Expérience de modélisation
- Montage
- Chauffer de l'eau contenant de la sciure de bois dans un récipient transparent, en chauffant d'un seul côté du fond.
- Observation
- La sciure monte au-dessus de la zone chauffée, se déplace en surface, puis redescend plus loin. Des boucles s'installent.
- Interprétation
- Un morceau de papier posé à la surface est entraîné par le mouvement de l'eau, comme une plaque est entraînée par le manteau.
- Limite du modèle
- L'eau est liquide, alors que le manteau est solide. Le modèle illustre le principe, pas la matière.
06 Ce que la théorie explique
La force de la tectonique des plaques est de rassembler dans une seule explication des phénomènes que l'on croyait indépendants.

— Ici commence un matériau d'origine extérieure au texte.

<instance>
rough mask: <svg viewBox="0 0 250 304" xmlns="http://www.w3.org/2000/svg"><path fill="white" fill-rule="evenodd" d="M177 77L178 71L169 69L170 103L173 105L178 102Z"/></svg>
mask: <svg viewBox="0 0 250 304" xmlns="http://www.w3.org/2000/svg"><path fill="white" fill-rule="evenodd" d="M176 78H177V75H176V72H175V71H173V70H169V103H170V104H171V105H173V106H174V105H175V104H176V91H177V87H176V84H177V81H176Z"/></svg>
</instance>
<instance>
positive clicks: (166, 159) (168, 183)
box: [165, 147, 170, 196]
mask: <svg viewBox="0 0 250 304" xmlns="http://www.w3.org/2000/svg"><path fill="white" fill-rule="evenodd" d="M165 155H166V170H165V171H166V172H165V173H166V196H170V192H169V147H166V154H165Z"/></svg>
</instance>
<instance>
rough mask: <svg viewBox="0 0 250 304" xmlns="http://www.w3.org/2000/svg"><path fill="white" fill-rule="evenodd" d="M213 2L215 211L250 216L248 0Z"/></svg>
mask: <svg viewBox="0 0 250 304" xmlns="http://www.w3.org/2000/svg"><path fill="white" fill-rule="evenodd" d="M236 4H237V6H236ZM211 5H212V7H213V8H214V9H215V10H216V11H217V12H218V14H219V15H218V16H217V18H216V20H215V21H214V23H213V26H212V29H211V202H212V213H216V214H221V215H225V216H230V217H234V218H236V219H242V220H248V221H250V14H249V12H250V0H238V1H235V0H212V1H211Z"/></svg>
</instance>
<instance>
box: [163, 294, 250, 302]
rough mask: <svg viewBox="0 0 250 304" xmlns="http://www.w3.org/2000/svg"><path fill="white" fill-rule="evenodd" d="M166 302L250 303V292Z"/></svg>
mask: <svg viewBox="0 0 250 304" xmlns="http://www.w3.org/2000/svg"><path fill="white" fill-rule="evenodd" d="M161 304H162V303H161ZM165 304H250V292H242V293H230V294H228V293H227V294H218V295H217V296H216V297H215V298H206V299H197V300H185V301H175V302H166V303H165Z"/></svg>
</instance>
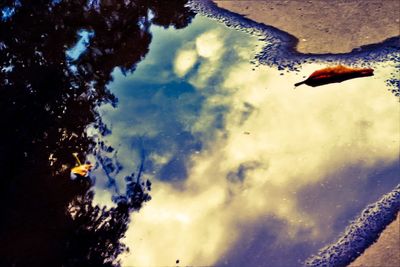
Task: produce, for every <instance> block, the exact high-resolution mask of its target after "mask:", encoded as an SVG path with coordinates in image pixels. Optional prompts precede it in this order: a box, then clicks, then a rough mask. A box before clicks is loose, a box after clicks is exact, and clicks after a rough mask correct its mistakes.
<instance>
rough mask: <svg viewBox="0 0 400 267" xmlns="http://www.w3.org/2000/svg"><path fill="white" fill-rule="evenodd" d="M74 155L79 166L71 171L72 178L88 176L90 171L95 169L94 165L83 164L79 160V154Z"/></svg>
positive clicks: (79, 160)
mask: <svg viewBox="0 0 400 267" xmlns="http://www.w3.org/2000/svg"><path fill="white" fill-rule="evenodd" d="M72 155H73V156H74V157H75V159H76V161H77V163H78V164H79V165H78V166H76V167H74V168H72V169H71V177H72V178H76V175H79V176H82V177H86V176H88V174H89V172H90V170H91V169H92V168H93V165H92V164H90V163H88V164H82V163H81V161H80V160H79V158H78V153H72Z"/></svg>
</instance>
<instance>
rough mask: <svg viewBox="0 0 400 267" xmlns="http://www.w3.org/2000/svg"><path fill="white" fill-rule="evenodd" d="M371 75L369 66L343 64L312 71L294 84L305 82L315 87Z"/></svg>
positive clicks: (342, 81) (309, 84)
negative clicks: (344, 65) (357, 66)
mask: <svg viewBox="0 0 400 267" xmlns="http://www.w3.org/2000/svg"><path fill="white" fill-rule="evenodd" d="M372 75H374V70H373V69H370V68H350V67H346V66H343V65H338V66H334V67H327V68H324V69H320V70H317V71H315V72H313V73H312V74H311V75H310V76H309V77H308V78H307V79H306V80H304V81H302V82H299V83H296V84H295V85H294V86H299V85H302V84H306V85H309V86H313V87H315V86H320V85H324V84H329V83H340V82H343V81H345V80H349V79H353V78H359V77H367V76H372Z"/></svg>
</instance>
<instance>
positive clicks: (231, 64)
mask: <svg viewBox="0 0 400 267" xmlns="http://www.w3.org/2000/svg"><path fill="white" fill-rule="evenodd" d="M152 33H153V41H152V44H151V46H150V52H149V54H148V55H147V56H146V58H145V59H144V60H143V61H142V62H141V63H140V64H138V66H137V69H136V70H135V71H134V72H133V73H126V74H123V73H122V72H121V71H120V70H118V69H116V70H115V71H114V74H113V77H114V81H113V82H112V83H111V84H110V85H109V89H110V90H111V91H112V93H114V94H115V95H116V96H117V97H118V99H119V103H118V106H117V107H116V108H113V107H111V106H109V105H104V106H102V107H100V109H99V112H100V114H101V116H102V119H103V121H104V122H105V123H106V124H107V125H108V126H109V128H110V129H111V131H112V133H111V134H110V135H108V136H106V137H104V141H105V142H106V143H108V144H110V145H112V146H113V147H114V148H116V151H117V158H118V161H119V162H120V163H121V165H122V166H123V169H122V170H121V172H120V173H119V174H118V175H117V179H119V181H122V179H123V177H124V175H127V174H129V173H128V172H131V170H132V169H135V168H137V166H138V164H140V159H141V155H142V154H141V153H142V151H144V153H145V176H147V177H148V178H150V179H151V180H152V182H153V189H152V192H151V195H152V198H153V199H152V200H151V201H150V202H149V203H147V204H146V206H145V207H144V208H143V209H142V210H141V211H140V212H139V213H138V214H134V215H133V223H132V224H131V226H132V227H130V229H129V230H128V233H127V237H126V240H125V241H126V242H127V244H128V245H129V246H130V247H131V251H132V253H130V254H127V255H124V256H123V257H122V258H121V259H122V262H123V264H124V265H125V266H132V265H135V266H136V265H137V266H160V265H164V266H165V265H173V264H175V261H176V260H177V259H179V260H180V262H181V264H182V265H213V264H227V265H229V266H243V265H244V264H248V265H251V266H255V265H257V266H288V265H290V266H293V264H298V265H300V262H301V261H302V260H305V259H306V258H307V257H308V256H309V255H310V254H312V253H315V252H316V250H317V249H318V248H320V247H321V246H323V245H324V244H326V243H329V242H331V241H333V240H334V239H335V237H336V236H337V235H338V234H339V233H340V231H343V230H344V227H345V225H346V224H347V222H348V221H349V220H351V219H352V218H353V217H354V216H355V215H356V214H357V212H358V211H360V209H362V208H363V207H365V206H366V205H367V204H368V203H370V202H373V201H375V200H377V199H378V198H379V196H380V195H382V194H383V193H385V192H387V191H389V190H391V189H392V188H393V187H395V186H396V185H397V184H398V183H399V178H398V177H396V176H395V175H394V174H395V173H396V172H398V171H400V170H399V166H398V164H397V160H398V149H397V148H398V147H399V140H398V133H399V131H400V130H399V128H400V127H399V123H398V122H399V117H398V114H399V106H398V102H397V101H398V99H396V97H394V96H393V94H391V93H390V92H389V91H388V90H387V89H386V85H385V80H386V79H387V78H388V77H390V74H391V72H392V71H393V70H394V67H393V64H391V63H390V62H389V63H374V65H373V67H374V68H375V69H376V75H375V76H373V77H369V78H365V79H355V80H352V81H349V82H345V83H340V84H331V85H326V86H323V87H320V88H309V87H301V88H298V89H296V90H294V89H293V84H294V83H295V82H298V81H299V80H302V77H303V76H304V75H308V74H309V73H311V72H312V71H313V70H315V69H319V68H321V67H324V66H325V65H326V64H324V63H323V62H322V63H318V64H317V63H313V64H305V65H303V66H302V70H301V71H300V73H297V72H290V73H289V72H281V71H278V70H276V69H274V68H270V67H265V66H259V67H255V66H254V64H252V63H251V62H250V61H251V60H252V59H253V57H254V55H255V53H256V52H257V51H258V49H259V48H260V47H261V46H262V43H261V42H259V41H258V40H257V38H256V37H252V36H250V35H248V34H245V33H242V32H239V31H235V30H232V29H228V28H225V27H224V26H222V25H220V24H218V23H217V22H215V21H212V20H209V19H206V18H203V17H196V19H195V20H194V21H193V23H192V24H191V25H190V26H188V27H187V28H185V29H183V30H173V29H161V28H157V27H153V28H152ZM96 175H97V184H96V187H97V191H96V195H97V196H96V200H97V201H100V202H105V203H107V202H109V201H110V200H109V199H110V198H109V194H107V190H106V189H107V188H106V187H105V186H104V185H105V184H106V183H105V182H102V179H103V178H102V176H101V174H100V173H99V172H98V173H96ZM103 180H104V179H103ZM120 184H121V186H122V184H123V183H122V182H121V183H120ZM104 190H105V191H104ZM366 192H367V193H366ZM266 251H267V252H266Z"/></svg>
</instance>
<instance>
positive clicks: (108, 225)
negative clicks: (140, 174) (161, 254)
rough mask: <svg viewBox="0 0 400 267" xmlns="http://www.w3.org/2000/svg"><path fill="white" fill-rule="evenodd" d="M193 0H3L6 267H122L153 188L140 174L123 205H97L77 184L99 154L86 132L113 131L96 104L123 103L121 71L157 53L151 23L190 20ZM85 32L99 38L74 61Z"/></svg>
mask: <svg viewBox="0 0 400 267" xmlns="http://www.w3.org/2000/svg"><path fill="white" fill-rule="evenodd" d="M98 2H100V3H98ZM185 2H186V0H185V1H183V0H175V1H161V0H160V1H156V0H152V1H145V0H136V1H116V0H108V1H89V4H87V1H83V0H71V1H44V0H41V1H9V0H8V1H2V2H1V3H0V8H1V10H5V9H6V8H8V9H10V8H11V9H12V8H14V14H12V15H11V16H9V17H3V18H2V21H1V22H0V36H1V38H0V64H1V71H0V122H1V125H2V130H1V131H0V140H1V144H0V167H1V170H2V175H1V179H0V200H1V204H2V214H1V220H0V226H1V228H0V240H1V245H0V251H1V252H0V265H1V266H114V265H118V262H117V260H116V258H117V256H118V255H119V254H120V253H121V252H123V251H125V250H127V247H126V246H125V245H124V244H123V243H122V242H121V241H120V239H121V237H123V236H124V233H125V231H126V229H127V225H128V222H129V214H130V212H131V211H134V210H138V209H139V208H140V207H141V205H142V203H143V202H145V201H147V200H148V199H149V195H148V193H147V192H148V190H149V189H150V184H149V183H147V184H144V183H143V182H142V181H141V179H140V171H139V173H138V174H136V175H132V176H131V177H127V178H126V181H127V191H126V193H125V194H123V195H121V196H119V197H117V198H116V199H115V201H116V203H117V206H116V207H115V208H112V209H106V208H101V207H99V206H94V205H93V204H92V199H93V193H92V192H91V191H90V188H91V186H92V182H91V180H90V179H89V178H79V179H76V180H71V179H70V173H69V171H70V168H71V167H72V166H74V164H75V159H74V158H73V156H72V153H73V152H78V153H79V154H80V155H81V157H83V156H85V155H86V154H88V153H91V152H93V150H94V148H95V147H97V148H96V149H98V148H99V146H96V145H95V141H94V140H93V139H91V138H89V137H88V136H87V134H86V132H85V129H86V127H87V126H88V125H90V124H94V126H95V127H97V128H98V129H99V130H100V132H101V133H103V134H105V133H107V128H106V126H105V125H104V124H103V123H102V122H101V120H100V118H99V116H98V114H97V113H96V110H95V108H96V106H98V105H100V104H102V103H111V104H113V105H115V104H116V102H117V101H116V99H115V97H114V96H113V95H112V94H110V92H108V91H107V89H106V84H107V83H109V82H110V81H111V79H112V78H111V72H112V70H113V69H114V68H115V67H120V68H121V69H122V70H123V71H132V70H134V68H135V65H136V64H137V62H139V61H140V60H141V59H143V57H144V56H145V55H146V53H147V52H148V49H149V44H150V42H151V33H150V31H149V27H150V25H151V24H157V25H161V26H164V27H169V26H174V27H176V28H182V27H185V26H186V25H187V24H188V23H190V21H191V19H192V18H193V16H194V14H193V13H192V12H191V11H190V10H189V9H188V8H186V7H185ZM81 29H85V30H88V31H91V32H93V33H94V36H93V37H92V38H91V40H90V44H89V46H88V47H87V49H86V51H85V52H84V53H83V54H82V55H81V56H80V57H79V58H78V59H76V60H74V61H73V60H71V59H68V58H67V56H66V51H67V49H69V48H71V47H73V46H74V44H75V43H76V42H77V41H78V38H79V36H77V32H78V31H79V30H81ZM100 147H101V148H100V149H106V150H108V151H111V150H112V148H109V147H104V146H100ZM112 164H115V163H112Z"/></svg>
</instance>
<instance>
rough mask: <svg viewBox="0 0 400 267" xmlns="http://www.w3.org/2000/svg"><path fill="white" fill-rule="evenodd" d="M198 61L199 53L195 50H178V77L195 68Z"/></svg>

| Phénomène | Explication |
|---|---|
| Séismes | Rupture des roches aux limites de plaques |
| Volcans | Remontée de magma aux dorsales et en subduction |
| Chaînes de montagnes | Collision de deux plaques continentales |
| Fosses océaniques | Plongée d'une plaque océanique en subduction |
| Ouverture des océans | Expansion à partir des dorsales |
C'est ce qu'on attend d'une bonne théorie scientifique : expliquer beaucoup avec peu.
✓ L'essentiel
- Structure
- Croûte, manteau, noyau. Et surtout lithosphère rigide reposant sur l'asthénosphère ductile.
- Plaques
- Une douzaine de morceaux rigides de lithosphère, se déplaçant de quelques centimètres par an.
- Trois limites
- Divergente aux dorsales, convergente en subduction ou collision, transformante par coulissage.
- Équilibre
- La lithosphère océanique se crée aux dorsales et se détruit en subduction.
- Preuves
- Emboîtement des côtes, fossiles communs, traces glaciaires, âge du plancher océanique.
- Moteur
- Les courants de convection du manteau, entretenus par la chaleur interne.